National

Targeted by WhatsApp spyware scandal, say civil rights activists and journalists

Urvashi Valecha Mumbai | Updated on October 31, 2019 Published on October 31, 2019

IT Ministry seeks report from WhatsApp by Nov 4

A number of Indian activists and journalists confirmed on Thursday that their WhatsApp accounts were being snooped into as part of a surveillance programme using an Israeli spyware platform. While it is not clear who benefited from the surveillance in India, disclosures made by WhatsApp seem to suggest that state actors could be behind it.

In May, WhatsApp announced that it had detected and blocked a new kind of cyberattack involving a vulnerability in the video-calling feature. A user would receive what appeared to be a video call. Once the phone rang, the attacker secretly transmitted malicious code to infect the victim’s phone with spyware. The person does not even have to answer the call. Now, after months of investigation, WhatsApp attributed the intrusion to a global technology company called NSO Group.

NSO claims it sells its spyware strictly to government clients only. It uses spyware called Pegasus, among some of the most sophisticated ones available in the market that can infiltrate both iOS and Android devices.

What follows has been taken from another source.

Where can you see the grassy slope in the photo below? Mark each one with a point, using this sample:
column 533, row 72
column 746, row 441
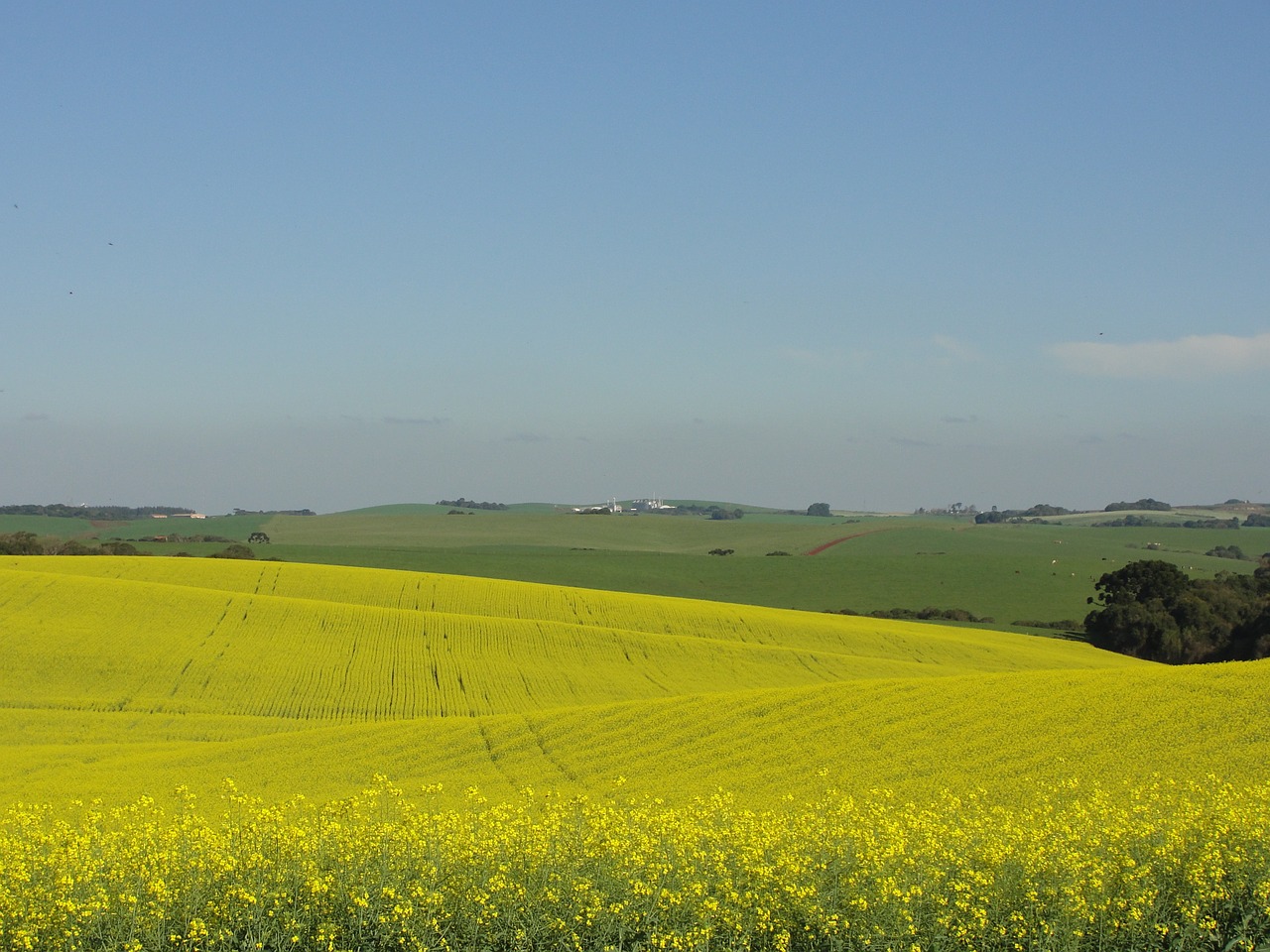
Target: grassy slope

It gives unauthorised access to the user’s private data, including passwords, contact lists, calendar events, text messages and live voice calls from popular mobile messaging apps.

According to experts, spyware like Pegasus get embedded into the phone’s operating system, after which it gets access to data stored in the phone. Over 1,400 users in multiple countries have been victims of this spyware on WhatsApp.

The scandal has highlighted the need for strong data protection laws in the country. According to advocate Prashant Mali, an expert on cyber law, the only law that the perpetrators can be prosecuted under is the Indian Penal Code. “The upcoming Data Protection Bill has some sections that acknowledge incidents like these,” he said.

The Chairman of Global Security Forum, Sai Krishna said that WhatsApp should be held accountable given that it is their customers who faced this problem “but, I don’t think our data privacy laws are strong enough for that.”

Farrhad Acidwala, a cybersecurity expert said, “From a corporate governance standpoint, what WhatsApp is doing is effective. At the most, they can be more proactive about their security.”

Lloyd Matthias, a tech expert and angel investor said, “Indian lawmakers will need to closely study spyware deterrents elsewhere in the world for starters.”

The Centre, meanwhile, has asked WhatsApp to submit a report on the surveillance programme by November 4. WhatsApp has filed a lawsuit in a California federal court against NSO Group. WhatsApp Head Will Cathcart said in a post: “Tools that enable surveillance into our private lives are being abused, and the proliferation of this technology into the hands of irresponsible companies and governments puts us all at risk.”

Political storm

The issue turned political, with the Congress turning the heat on the Modi government. “Modi Govt caught snooping! Appalling but not Surprising! After all, BJP Govt- 1. Fought against our right to privacy...SC must take immediate cognisance and issue notice to BJP government,” tweeted the party’s chief spokesperson, Randeep Surjewala.